Closed Quuxplusone closed 4 years ago
Bugzilla Link | PR42035 |
Status | RESOLVED FIXED |
Importance | P enhancement |
Reported by | David Bolvansky (david.bolvansky@gmail.com) |
Reported on | 2019-05-27 10:21:31 -0700 |
Last modified on | 2020-05-28 06:13:24 -0700 |
Version | trunk |
Hardware | PC Linux |
CC | craig.topper@gmail.com, llvm-bugs@lists.llvm.org, llvm-dev@redking.me.uk, spatel+llvm@rotateright.com |
Fixed by commit(s) | rG410667f1b74c |
Attachments | |
Blocks | |
Blocked by | |
See also | PR38788, PR38522 |
Current codegen https://godbolt.org/z/7x53rr
(In reply to David Bolvansky from comment #0)

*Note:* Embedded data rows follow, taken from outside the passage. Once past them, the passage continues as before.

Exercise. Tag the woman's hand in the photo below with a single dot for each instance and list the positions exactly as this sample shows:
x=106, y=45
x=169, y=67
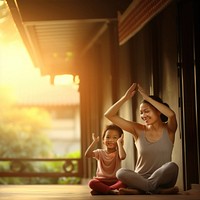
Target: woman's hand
x=131, y=91
x=142, y=92
x=121, y=140
x=94, y=138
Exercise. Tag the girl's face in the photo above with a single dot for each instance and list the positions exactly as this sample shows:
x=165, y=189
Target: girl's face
x=149, y=114
x=110, y=139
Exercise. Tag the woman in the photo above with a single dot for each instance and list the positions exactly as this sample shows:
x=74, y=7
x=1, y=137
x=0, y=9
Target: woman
x=154, y=171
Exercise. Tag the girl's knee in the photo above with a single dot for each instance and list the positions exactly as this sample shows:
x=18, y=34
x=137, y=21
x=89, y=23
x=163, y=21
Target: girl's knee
x=92, y=183
x=120, y=173
x=174, y=166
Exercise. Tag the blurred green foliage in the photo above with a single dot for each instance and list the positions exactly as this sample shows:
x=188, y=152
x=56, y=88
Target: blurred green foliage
x=22, y=136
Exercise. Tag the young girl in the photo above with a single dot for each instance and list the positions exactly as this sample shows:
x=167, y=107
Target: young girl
x=154, y=171
x=108, y=161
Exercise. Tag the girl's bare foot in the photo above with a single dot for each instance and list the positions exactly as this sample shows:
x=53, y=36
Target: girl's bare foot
x=172, y=190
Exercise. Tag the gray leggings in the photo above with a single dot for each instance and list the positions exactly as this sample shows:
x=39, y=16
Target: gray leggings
x=164, y=177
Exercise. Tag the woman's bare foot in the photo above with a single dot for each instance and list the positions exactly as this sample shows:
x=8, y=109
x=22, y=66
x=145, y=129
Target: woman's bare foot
x=172, y=190
x=129, y=191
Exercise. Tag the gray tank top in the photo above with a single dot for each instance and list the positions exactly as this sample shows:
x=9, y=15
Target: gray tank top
x=152, y=155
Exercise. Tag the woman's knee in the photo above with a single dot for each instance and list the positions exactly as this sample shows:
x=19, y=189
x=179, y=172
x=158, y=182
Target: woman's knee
x=174, y=167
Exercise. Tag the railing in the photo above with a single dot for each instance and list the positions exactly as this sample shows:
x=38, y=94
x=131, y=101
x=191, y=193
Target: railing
x=18, y=167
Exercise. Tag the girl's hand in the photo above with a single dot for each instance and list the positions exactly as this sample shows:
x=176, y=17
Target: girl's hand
x=142, y=92
x=131, y=91
x=121, y=140
x=95, y=139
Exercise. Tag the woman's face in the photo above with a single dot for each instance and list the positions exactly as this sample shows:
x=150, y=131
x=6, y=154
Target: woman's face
x=110, y=139
x=149, y=114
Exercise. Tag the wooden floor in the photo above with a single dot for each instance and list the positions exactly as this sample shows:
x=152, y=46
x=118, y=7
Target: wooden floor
x=79, y=192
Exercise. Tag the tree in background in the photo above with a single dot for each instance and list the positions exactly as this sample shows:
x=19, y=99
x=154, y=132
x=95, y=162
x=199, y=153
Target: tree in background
x=21, y=129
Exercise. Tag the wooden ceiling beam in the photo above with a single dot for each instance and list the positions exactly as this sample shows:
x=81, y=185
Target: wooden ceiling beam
x=47, y=10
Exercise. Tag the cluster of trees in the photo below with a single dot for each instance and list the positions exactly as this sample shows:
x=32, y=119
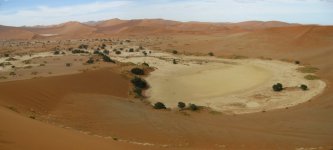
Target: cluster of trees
x=78, y=51
x=90, y=61
x=83, y=46
x=139, y=85
x=304, y=87
x=104, y=55
x=277, y=87
x=138, y=71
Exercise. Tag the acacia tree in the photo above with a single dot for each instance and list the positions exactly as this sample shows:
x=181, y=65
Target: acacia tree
x=181, y=105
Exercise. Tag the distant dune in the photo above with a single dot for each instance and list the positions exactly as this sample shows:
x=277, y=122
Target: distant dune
x=140, y=26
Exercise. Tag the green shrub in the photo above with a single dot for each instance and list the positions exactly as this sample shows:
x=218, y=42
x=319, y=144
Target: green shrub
x=83, y=46
x=277, y=87
x=97, y=52
x=181, y=105
x=304, y=87
x=90, y=61
x=311, y=77
x=77, y=51
x=108, y=59
x=118, y=52
x=145, y=64
x=137, y=91
x=106, y=52
x=193, y=107
x=174, y=61
x=307, y=69
x=138, y=71
x=159, y=105
x=68, y=64
x=56, y=52
x=139, y=83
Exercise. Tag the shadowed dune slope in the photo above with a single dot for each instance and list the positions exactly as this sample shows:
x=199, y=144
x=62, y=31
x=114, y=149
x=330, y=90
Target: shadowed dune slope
x=47, y=93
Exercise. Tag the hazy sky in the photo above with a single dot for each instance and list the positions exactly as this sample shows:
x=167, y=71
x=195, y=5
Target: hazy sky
x=44, y=12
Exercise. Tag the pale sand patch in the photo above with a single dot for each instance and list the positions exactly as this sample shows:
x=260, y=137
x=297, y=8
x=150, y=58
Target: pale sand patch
x=226, y=85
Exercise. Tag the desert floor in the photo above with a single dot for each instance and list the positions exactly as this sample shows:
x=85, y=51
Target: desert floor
x=91, y=107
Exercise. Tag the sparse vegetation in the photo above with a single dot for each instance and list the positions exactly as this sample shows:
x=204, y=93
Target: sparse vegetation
x=193, y=107
x=12, y=73
x=307, y=69
x=174, y=61
x=138, y=71
x=311, y=77
x=139, y=83
x=56, y=52
x=297, y=62
x=118, y=52
x=68, y=64
x=77, y=51
x=145, y=64
x=159, y=105
x=107, y=59
x=304, y=87
x=137, y=91
x=106, y=52
x=277, y=87
x=90, y=61
x=83, y=46
x=181, y=105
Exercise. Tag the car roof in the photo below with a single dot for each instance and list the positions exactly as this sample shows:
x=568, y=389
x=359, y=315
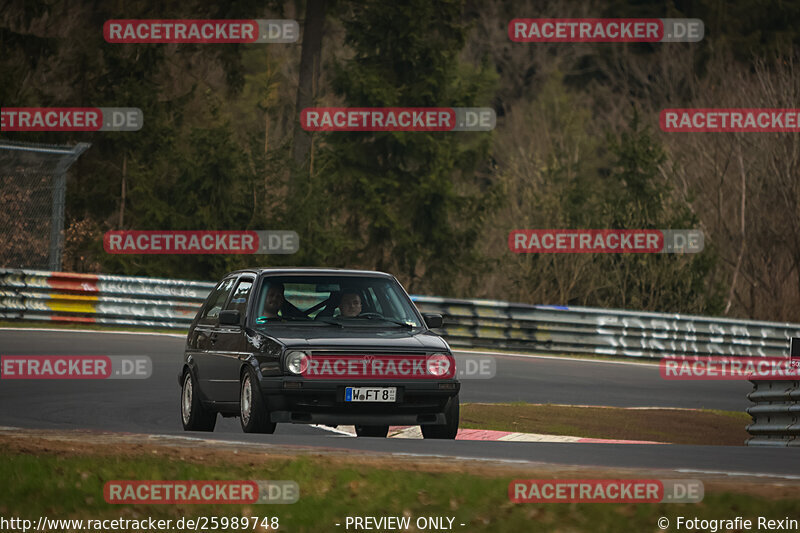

> // test for zero [ptest x, x]
> bool bad2(__v16qu x) {
> return __builtin_ia32_ptestz128(~__v16qu(), x == 0);
> }
>
> bad2(unsigned char __vector(16)): // equivalent to testing scalars for 0
> vpxor %xmm1, %xmm1, %xmm1
> vpcmpeqb %xmm1, %xmm0, %xmm0
> vpcmpeqd %xmm1, %xmm1, %xmm1
> vptest %xmm0, %xmm1
> sete %al
> ret
I'm not sure this proposal is correct.
__builtin_ia32_ptestz128(~__v16qu(), x == 0) performs:
if any of the elements of <16 x i8> x == 0 (elt result == -1) then return 0
if all of the elements of <16 x i8> x != 0 (elt result == 0) then return 1
__builtin_ia32_ptestz128(x, x) performs:
if any of the 128 bits of x is true then return 0
if all of the 128 bits of x is false then return 1
(In reply to David Bolvansky from comment #0)
> using __v16qu [[gnu::vector_size(16)]] = unsigned char;
>
> // test sign bit [ptest 0x808080..., x]
> bool bad(__v16qu x) {
> return __builtin_ia32_ptestz128(~__v16qu(), x > 0x7f);
> }
For sign bit only testing we're probably better off using movmsk:
https://godbolt.org/z/ziJUst
Yeah, movmsk should be better choice.
Resolving - converting the sign bit variant to movmsk landed at D80563/rG410667f1b74c
As discussed, nothing else seems to viable.